The Juan Maclean

In A Dream

Given the emotional warmth, comparative looseness and less programmed feel of this third album by The Juan Maclean, the title of the act’s first LP from 2005, Less Than Human, becomes somewhat interesting. That album, without much of the playful disco-funk that defined second album The Future Will Come and now In A Dream, today sounds almost brutal in its druggy, abrasive dance music. Perhaps songwriter John Maclean has profoundly changed, as his increasingly sweet use of melody, lyrics that often err towards syrupy, and rhythms that extract the most ecstatic aspects of Chicago house and jettison its moodier elements, ensure In A Dream sounds unflinchingly human.

The album was five years in the making, held off as Maclean made mix CDs and singer Nancy Whang concluded her commitments with LCD Soundsystem and worked with Shit Robot amongst others. Its resultant relative softness and vulnerability is almost entirely down to Whang’s more decisive role within the duo – she is the one on the cover after all. A key difference between The Future Will Come and In A Dream is not so much that Whang sings on almost every song, but that fewer effects are employed on her voice. As a result she sounds more natural, and directly involved and affected by the romantic travails she is singing about, in contrast with her cool, electronically enhanced detachment on The Future Will Come.

Maclean’s contribution to this more mournful atmosphere should not be overlooked amid the onslaught of Whang’s talents. His compositions now offer space and a brooding intrigue that marries his signature 80s sheen, sometimes a little plasticky, with a genuine sense of the ‘song’. He embraces structure and progression, as opposed to things like the epic ‘Happy House’ from The Future Will Come, which meandered and explored its two-note refrain and frantic dance floor beat for nearly 13 minutes, before expiring in an exhausted heap.

Opener ‘A Place Called Space’ is as good as anything the duo have ever done, a spectacularly layered synth track adorned with the most moving vocal melody Whang has delivered with The Juan Maclean, its fantastic chorus building and subsiding before exploding at various points, reviving Duran Duran on ‘Save A Prayer’ or even ‘Come Undone’.

The album does not, however, persist with this bounciness. If ‘A Place Called Space’ soars with its infectious energy, the equally elegant ‘Running Back To You’ deals with something more melancholy. Its chugging, rattly one-note bass riff (a low G) is a fairly direct tribute to Funkadelic’s ‘You And Your Folks, Me And My Folks’, the abrasiveness of its foundations balanced by Whang at her floatiest. Indeed, funk is a fairly constant supporting presence in many of these songs – just not the frivolous or even danceable variety. The darker, more disturbed strain of the genre, as defined by George Clinton and co., is regularly hinted at.
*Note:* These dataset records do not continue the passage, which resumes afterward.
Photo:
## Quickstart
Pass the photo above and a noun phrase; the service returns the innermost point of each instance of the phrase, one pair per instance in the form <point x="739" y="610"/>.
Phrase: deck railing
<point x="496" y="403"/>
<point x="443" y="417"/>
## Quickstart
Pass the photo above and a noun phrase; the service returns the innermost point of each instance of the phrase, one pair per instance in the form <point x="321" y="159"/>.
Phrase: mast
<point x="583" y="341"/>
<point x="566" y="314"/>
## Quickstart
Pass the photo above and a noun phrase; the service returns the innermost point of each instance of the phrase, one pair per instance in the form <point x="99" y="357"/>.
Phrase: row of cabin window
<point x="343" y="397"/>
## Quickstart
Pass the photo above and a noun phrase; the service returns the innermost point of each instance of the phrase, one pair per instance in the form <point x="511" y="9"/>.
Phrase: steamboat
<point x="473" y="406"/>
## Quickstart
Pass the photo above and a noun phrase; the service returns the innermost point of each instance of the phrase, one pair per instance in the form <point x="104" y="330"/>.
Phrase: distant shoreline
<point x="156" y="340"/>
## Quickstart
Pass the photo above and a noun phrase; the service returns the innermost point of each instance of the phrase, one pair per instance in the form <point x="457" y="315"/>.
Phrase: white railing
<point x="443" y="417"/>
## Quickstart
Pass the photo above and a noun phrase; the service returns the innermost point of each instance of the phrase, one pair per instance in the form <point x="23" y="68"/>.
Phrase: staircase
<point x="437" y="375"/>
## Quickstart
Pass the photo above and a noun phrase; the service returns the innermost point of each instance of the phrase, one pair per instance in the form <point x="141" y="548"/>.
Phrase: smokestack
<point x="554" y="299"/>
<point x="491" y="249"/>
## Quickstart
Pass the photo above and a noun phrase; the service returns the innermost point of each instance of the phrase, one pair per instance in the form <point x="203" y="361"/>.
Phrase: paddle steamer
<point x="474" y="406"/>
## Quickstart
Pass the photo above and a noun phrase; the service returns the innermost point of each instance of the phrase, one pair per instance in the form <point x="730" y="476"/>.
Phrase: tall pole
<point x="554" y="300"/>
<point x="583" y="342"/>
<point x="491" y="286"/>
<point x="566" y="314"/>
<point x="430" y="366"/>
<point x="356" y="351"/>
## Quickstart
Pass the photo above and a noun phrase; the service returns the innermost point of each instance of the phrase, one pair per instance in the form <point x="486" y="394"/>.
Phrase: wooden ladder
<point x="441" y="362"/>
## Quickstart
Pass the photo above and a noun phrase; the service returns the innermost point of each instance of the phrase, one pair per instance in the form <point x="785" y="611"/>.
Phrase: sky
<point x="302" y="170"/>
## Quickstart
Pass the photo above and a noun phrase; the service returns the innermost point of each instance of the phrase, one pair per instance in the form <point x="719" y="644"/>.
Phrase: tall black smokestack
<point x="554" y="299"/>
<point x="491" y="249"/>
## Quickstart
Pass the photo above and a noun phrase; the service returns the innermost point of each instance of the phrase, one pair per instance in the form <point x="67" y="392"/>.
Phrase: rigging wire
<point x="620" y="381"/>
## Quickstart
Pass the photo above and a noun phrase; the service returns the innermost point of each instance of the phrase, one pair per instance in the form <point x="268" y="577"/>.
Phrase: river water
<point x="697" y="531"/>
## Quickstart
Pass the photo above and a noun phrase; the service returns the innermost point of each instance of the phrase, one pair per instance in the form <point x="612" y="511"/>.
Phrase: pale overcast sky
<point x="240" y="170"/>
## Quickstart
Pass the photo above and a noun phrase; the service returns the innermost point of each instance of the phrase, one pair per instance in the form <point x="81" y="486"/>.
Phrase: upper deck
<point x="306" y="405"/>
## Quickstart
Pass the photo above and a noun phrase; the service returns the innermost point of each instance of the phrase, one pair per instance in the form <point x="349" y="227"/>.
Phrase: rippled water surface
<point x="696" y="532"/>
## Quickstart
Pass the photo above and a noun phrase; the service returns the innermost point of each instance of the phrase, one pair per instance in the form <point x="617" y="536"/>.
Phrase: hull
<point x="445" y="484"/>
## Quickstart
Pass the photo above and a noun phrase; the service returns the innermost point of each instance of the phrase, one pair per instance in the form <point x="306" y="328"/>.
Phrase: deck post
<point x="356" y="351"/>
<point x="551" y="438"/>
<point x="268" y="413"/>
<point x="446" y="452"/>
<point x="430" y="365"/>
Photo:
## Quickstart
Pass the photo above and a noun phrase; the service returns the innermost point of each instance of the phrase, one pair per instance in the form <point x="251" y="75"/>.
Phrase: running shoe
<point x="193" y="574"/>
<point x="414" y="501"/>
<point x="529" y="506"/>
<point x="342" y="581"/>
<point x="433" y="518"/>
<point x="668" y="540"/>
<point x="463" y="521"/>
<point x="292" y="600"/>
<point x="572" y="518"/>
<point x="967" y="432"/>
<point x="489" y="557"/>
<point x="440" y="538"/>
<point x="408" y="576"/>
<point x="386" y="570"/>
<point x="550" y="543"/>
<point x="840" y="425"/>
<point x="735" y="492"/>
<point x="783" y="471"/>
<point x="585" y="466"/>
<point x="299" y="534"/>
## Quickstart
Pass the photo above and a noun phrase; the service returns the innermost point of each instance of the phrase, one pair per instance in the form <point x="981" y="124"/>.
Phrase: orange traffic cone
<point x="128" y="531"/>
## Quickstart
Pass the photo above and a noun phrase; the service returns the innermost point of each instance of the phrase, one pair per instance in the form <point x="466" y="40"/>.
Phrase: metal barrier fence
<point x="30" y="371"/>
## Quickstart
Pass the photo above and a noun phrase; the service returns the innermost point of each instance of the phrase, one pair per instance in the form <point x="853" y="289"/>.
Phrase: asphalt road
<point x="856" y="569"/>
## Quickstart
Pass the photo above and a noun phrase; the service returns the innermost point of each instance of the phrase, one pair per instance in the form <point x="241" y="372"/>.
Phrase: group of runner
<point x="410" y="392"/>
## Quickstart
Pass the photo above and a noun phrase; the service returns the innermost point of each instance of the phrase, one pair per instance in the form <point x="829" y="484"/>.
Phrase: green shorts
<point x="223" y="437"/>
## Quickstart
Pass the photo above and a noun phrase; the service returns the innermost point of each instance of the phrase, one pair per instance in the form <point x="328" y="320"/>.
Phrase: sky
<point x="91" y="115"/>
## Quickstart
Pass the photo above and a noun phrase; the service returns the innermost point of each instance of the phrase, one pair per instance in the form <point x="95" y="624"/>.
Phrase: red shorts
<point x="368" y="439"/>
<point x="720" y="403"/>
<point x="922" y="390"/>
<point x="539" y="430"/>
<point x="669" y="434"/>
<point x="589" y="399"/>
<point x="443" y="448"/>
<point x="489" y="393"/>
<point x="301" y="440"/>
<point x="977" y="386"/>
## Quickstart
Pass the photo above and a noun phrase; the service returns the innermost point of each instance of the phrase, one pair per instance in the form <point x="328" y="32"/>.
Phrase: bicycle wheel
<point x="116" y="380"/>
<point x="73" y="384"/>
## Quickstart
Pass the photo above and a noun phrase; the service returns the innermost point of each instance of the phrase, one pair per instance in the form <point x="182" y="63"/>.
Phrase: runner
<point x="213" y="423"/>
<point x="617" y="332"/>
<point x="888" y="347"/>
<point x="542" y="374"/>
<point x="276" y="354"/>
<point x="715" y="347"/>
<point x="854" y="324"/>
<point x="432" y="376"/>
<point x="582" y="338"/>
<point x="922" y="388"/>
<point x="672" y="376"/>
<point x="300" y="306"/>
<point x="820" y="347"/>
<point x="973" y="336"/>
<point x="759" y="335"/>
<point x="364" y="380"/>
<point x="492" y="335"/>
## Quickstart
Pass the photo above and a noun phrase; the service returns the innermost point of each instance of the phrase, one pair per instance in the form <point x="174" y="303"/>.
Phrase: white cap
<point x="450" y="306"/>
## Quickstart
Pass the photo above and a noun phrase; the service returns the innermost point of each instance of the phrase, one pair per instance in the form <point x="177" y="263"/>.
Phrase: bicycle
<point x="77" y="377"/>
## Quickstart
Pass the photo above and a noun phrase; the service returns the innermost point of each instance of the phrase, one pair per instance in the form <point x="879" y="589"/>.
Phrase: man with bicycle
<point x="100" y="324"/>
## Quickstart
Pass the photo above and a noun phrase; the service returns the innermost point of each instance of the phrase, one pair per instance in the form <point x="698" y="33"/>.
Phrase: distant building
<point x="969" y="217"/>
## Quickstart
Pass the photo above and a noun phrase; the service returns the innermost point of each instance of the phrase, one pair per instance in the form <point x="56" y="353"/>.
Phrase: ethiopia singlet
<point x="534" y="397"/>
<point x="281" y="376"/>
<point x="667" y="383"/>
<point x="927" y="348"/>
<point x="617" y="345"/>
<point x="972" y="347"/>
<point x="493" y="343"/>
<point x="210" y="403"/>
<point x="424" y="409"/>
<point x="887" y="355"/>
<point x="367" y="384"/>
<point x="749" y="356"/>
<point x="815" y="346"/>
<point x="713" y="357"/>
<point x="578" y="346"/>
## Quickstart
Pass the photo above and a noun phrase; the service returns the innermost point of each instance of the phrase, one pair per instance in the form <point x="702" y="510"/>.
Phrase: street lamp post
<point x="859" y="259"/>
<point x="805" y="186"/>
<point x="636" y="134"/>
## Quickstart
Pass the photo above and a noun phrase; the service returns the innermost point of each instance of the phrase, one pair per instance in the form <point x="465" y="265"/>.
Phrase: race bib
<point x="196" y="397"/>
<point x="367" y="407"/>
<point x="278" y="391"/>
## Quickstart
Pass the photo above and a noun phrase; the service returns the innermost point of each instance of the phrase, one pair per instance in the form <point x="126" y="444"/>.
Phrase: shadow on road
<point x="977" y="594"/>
Maclean’s own vocals suffer a little in the midst of Whang’s domination. On previous albums, his singing was curiously charming, his low David Byrne-like groan standing proud in its limitation on The Future Will Come, where he was also higher in the mix. Here, his singing sounds reticent and awkward on ‘Charlotte’, the album’s least interesting track by some way, as well as on the also underwhelming ‘Love Stops Here’. That said, Maclean and Whang singing together, and their call-and-response technique, makes for a quirky combination – the gruff mixing with the acrobatic to disarming effect on ‘A Place For Space’ as well as ‘I’ve Waited So Long’.

For all the sensitive production, striking singing and fabulous rhythms, poetry is never likely to be a telling feature of The Juan Maclean. The pair seem strident in their lack of lyrical imagination, the sense being that the emotion Maclean earns through his occasionally blissful, occasionally foreboding tracks, need only be complemented by familiar lyrical ideas and the oft-heard expressions within relationships of any kind, which when sung by Whang are invested with a strange sort of urgency that strips them of cliché.

In A Dream is certainly not going to alienate those who adored The Future Will Come, yet it should be said there are notable points of evolution – most importantly Whang’s prominence and the diversity of Maclean’s songwriting. But it is difficult to place this above The Future Will Come, as despite the brilliance that Whang radiates throughout, there are up to three songs that sap momentum with their lack of vim, and I don’t mean the more sombre tracks, which are a welcome addition to Maclean’s oeuvre. The Future Will Come was a more consistent collection, even if a clutch of The Juan Maclean’s best songs can now be said to come from In A Dream.